SAN DEIGO, Calif. -- Japan's Renesas Technology Corp. said that it aggressively plans to boost its international business and expand its microcontroller share, but shaky economic conditions could delay its lofty goals.
At its technology event here on Monday (Oct. 13), Renesas also vowed that it would continue to keep its integrated device manufacturing (IDM) strategy intact, especially at a time when many of its rivals are moving towards a fab-lite or fabless model. And the company is racing to develop next-generation chips based on 32-nm technology.
On the business front, like all chip makers, Renesas (Tokyo) faces the possible impact of the current economic crisis and IC slowdown. The world's largest supplier of microcontrollers sells its products into the slumping automotive, consumer, industrial and related sectors. It also makes analog products, system-on-a-chip (SOC) devices, wireless ICs and others.

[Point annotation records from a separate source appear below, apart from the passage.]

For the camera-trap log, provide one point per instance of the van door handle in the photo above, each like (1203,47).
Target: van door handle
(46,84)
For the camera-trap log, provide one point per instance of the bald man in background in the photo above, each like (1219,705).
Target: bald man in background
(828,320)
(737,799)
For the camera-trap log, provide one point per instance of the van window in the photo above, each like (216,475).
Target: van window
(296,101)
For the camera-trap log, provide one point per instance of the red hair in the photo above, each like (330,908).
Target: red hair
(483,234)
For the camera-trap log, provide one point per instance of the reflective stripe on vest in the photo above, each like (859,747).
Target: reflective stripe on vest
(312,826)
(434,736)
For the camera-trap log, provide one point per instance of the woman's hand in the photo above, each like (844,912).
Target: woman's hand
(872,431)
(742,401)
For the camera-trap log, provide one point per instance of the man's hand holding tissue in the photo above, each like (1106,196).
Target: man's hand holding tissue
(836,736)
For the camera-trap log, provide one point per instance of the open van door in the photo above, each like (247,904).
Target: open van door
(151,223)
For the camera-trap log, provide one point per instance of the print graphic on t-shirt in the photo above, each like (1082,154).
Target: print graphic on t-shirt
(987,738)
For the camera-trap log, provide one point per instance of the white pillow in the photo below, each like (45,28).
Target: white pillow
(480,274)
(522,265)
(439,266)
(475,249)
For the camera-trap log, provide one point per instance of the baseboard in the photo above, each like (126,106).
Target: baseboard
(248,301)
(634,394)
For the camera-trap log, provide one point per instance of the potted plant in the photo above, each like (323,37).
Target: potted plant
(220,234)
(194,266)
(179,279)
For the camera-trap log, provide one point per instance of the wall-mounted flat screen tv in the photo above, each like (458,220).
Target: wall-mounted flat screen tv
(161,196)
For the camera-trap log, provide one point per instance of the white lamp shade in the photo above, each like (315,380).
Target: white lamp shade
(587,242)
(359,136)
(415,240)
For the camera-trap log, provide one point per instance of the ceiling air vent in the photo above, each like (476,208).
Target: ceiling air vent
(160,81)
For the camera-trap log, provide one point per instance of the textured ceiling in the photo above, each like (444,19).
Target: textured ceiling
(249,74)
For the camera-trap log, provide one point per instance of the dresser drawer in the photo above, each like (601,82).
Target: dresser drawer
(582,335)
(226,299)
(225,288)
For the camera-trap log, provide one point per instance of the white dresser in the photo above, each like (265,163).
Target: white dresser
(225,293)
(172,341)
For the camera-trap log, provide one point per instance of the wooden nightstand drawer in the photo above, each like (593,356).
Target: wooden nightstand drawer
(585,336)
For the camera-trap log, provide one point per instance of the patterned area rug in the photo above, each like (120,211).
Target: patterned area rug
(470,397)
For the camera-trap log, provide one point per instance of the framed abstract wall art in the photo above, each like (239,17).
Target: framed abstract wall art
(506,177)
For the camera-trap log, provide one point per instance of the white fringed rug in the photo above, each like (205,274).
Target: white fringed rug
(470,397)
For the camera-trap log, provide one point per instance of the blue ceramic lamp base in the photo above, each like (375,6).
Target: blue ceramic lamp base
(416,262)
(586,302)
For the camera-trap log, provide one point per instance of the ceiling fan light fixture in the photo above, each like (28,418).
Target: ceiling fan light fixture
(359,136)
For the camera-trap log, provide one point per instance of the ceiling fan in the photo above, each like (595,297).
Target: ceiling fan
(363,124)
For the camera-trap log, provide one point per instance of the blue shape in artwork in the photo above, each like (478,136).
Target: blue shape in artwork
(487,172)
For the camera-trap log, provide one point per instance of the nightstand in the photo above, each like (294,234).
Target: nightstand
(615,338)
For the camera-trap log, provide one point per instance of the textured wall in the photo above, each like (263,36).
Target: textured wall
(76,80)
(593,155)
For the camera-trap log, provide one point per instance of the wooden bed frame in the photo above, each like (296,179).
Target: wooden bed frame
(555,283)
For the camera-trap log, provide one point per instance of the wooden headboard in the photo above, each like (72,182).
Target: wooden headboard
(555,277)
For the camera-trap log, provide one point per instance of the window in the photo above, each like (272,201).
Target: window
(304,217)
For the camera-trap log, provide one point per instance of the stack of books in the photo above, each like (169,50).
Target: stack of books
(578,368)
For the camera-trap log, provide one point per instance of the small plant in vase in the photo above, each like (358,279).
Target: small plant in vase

Renesas has not publically lowered its sales and profit forecasts for fiscal 2008. But clearly, the current economic crisis in the United States and elsewhere could have a ''severe effect'' on the semiconductor industry, warned Katsuhiro Tsukamoto, president and chief operating officer at Renesas.
"Consumer demand will drop," Tsukamoto told EE Times in an interview. Worldwide capital spending ''will slow down.''
In 2002, Japan's Hitachi Ltd. and Mitsubishi Electric combined their logic chip units to form Renesas. In 2007, Renesas was the world's eighth largest IC maker in terms of sales, according to iSuppli Corp. (El Segundo, Calif.).